Sunday, 5 May 2013

Nigeria’s art authority faults U.K gallery over GTBank-sponsored ‘curatorial post’


The mission of a U.K-based gallery, Tate Modern in promoting the appreciation of Nigerian art abroad has been faulted by the National Gallery of Art (NGA) Abuja.

At a recent gathering in Lagos, the Director-General of NGA, Abdullahi Muku noted that Tate has undermined the constitutional duty of NGA by embarking on "acquisition of Nigerian art" without consultation with the latter.
Segun Agaje, MD GTB (LEFT) and Director, Tate Modern, Chris Dercon 

Tate, in partnership with Guaranty Trust Bank (GTB) is currently promoting art from Africa, including Nigeria, via a project described, among other goals as creating “a dedicated curatorial post at Tate Modern to focus African art”. In 2011, the partnership was unveiled in Lagos at a press briefing. Last March, Tate’s representatives were in Nigeria in continuation of their partnership with GTB. 

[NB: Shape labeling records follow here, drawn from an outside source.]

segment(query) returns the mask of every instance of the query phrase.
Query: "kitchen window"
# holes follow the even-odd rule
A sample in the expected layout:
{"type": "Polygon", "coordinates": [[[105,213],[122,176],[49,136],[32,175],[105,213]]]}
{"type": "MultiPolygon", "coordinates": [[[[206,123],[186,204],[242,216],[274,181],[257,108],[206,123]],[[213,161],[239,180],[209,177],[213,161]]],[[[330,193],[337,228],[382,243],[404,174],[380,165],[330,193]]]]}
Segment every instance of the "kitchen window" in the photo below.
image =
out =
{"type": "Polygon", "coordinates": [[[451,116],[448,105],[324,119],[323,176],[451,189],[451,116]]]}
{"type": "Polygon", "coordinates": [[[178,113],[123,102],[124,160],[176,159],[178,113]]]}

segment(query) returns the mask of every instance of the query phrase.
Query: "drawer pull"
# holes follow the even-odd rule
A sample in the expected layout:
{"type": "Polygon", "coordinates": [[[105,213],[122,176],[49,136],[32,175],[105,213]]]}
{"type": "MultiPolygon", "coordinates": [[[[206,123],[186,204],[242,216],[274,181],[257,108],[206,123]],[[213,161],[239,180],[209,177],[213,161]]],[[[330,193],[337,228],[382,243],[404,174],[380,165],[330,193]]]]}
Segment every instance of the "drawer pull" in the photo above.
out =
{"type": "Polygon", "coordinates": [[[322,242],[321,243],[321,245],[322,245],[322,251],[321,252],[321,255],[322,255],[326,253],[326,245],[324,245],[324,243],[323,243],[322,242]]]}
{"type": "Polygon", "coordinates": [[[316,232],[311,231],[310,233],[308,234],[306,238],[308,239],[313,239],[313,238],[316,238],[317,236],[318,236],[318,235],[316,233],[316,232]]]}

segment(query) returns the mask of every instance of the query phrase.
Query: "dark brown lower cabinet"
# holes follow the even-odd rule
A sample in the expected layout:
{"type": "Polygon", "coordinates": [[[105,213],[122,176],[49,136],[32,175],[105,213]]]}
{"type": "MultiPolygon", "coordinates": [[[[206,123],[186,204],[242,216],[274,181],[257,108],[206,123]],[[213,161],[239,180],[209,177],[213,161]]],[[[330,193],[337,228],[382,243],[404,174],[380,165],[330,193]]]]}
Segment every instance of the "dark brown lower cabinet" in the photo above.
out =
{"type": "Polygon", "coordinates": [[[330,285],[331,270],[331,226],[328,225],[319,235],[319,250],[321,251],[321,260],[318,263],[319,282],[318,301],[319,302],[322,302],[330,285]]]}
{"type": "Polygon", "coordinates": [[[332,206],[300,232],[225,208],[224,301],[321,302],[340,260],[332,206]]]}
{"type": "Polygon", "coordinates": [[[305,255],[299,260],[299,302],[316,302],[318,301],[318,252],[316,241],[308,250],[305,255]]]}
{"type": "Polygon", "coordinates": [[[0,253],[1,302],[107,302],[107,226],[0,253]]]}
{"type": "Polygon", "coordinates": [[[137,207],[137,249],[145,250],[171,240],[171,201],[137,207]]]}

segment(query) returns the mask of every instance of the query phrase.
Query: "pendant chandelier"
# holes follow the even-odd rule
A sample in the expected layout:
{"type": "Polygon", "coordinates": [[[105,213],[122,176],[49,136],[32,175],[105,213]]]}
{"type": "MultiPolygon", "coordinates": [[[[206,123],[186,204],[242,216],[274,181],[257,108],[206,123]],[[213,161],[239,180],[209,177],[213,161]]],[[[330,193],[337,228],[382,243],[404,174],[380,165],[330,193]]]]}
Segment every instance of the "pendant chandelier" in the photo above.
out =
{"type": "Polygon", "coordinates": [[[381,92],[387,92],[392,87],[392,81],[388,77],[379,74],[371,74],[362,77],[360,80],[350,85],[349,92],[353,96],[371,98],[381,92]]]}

Recently, during a gathering in Lagos organised by the British Council towards preparation for Nigeria’s participation in the 2015 Venice Biennale, Muku drew the attention of foreign organisations to the importance of consulting with NGA on the matters of modern and contemporary Nigerian art.

In a remark read by his Special Assistant, Mufu Onifade, the D-G of NGA stated: “It is gratifying to note that Nigeria’s rich endowment in creativity is as sure as the air we breathe, yet the management of it is a totally different ball game. As our nation prepares for its first participation in the Venice Biennale, the role of the National Gallery of Art is very crucial to such developments. It becomes imperative, therefore, for the British Council to take cognizance of the essence of collaborating with the National Gallery of Art in all matters relating to contemporary Nigerian Art. It is our statutory responsibility as a Government Parastatal  in the Federal Ministry of Tourism, Culture and National Orientation, to ensure that contemporary Art of Nigeria is not only preserved, but that it is also properly propagated in accordance with the Country’s legal provisions”.
D-G, NGA, Abdullahi Muku
Muku however cited the Tate example as one which ignores the authority of NGA. “Only recently, the Tate Gallery was in Nigeria for acquisition of Nigerian Art. The action was precipitated without consultation with the National Gallery of Art, Nigeria. Such actions are expected to be expedited in consultation with the National Gallery in order to preserve and sustain the mutually benefitting cultural relationship that exists between Nigeria and the United Kingdom”.

 In 2011, when Tate’s partner in Nigeria, GTB hosted representatives of the U.K-based gallery, the bank’s Managing Director, Segun Agbaje listed the areas of focus for the continued partnership with Tate: “creation of a dedicated curatorial post at Tate Modern to focus on African art, which involves exploring contemporary practice in the region; an acquisition fund to enable the Tate enhance its holdings of work by African artist; an annual project in London and in Africa that will enable continuous exchanges between young artists, curators, collectors and cultural institutions in African and internationally”.